2. Check Record Count

In [58]:
tables = {
    "airport": airport,
    "status": status,
    "person": person,
    "visa": visa,
    "country": country,
    "state": state,
    "time": time,
    "immigration": immigration
}

for table_name, table in tables.items():
    perform_quality_check(table, table_name)

Data quality check passed for airport with record_count: 55075 records.
Data quality check passed for status with record_count: 34 records.
Data quality check passed for person with record_count: 215 records.
Data quality check passed for visa with record_count: 149 records.
Data quality check passed for country with record_count: 289 records.
Data quality check passed for state with record_count: 48 records.
Data quality check passed for time with record_count: 30 records.
Data quality check passed for immigration with record_count: 1000 records.


#### 4.3 Data dictionary 
Create a data dictionary for your data model. For each field, provide a brief description of what the data is and where it came from. You can include the data dictionary in the notebook or in a separate file.

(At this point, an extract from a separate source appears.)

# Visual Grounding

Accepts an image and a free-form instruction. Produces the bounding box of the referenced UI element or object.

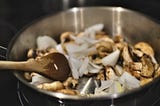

#### Step 5: Complete Project Write Up
* Clearly state the rationale for the choice of tools and technologies for the project.
* Propose how often the data should be updated and why.
* Write a description of how you would approach the problem differently under the following scenarios:
 * The data was increased by 100x.
 * The data populates a dashboard that must be updated on a daily basis by 7am every day.
 * The database needed to be accessed by 100+ people.

1. Clearly state the rationale for the choice of tools and technologies for the project.
 - In this project use some processing techniques including:
     - Apache Spark, because of its ability to process massive amounts of data as well as the use of its unified analytics engine and convenient APIs.
     - Pandas, due to its convenient dataframe manipulation functions.

2. Propose how often the data should be updated and why:
    - The immigration (i94) data set is updated monthly, hence all relevant data should be updated monthly as well.

3. Write a description of how you would approach the problem differently under the following scenarios:
- The data was increased by 100x: If the data was increased by 100x I would use more sophisticated and appropriate frameworks to perform processing and storage functions, such as Amazon Redshift, Amazon EMR or Apache Cassandra.
- The data populates a dashboard that must be updated on a daily basis by 7am every day: If the data had to populate a dashboard daily, I would manage the ETL pipeline in a DAG from Apache Airflow. This would ensure that the pipeline runs in time, that data quality checks pass, and provide a convenient means of notification should the pipeline fail.
- The database needed to be accessed by 100+ people: If the data needed to be accessed by many people simultaneously, I would move the analytics database to Amazon Redshift which can handle massive request volumes and is easily scalable.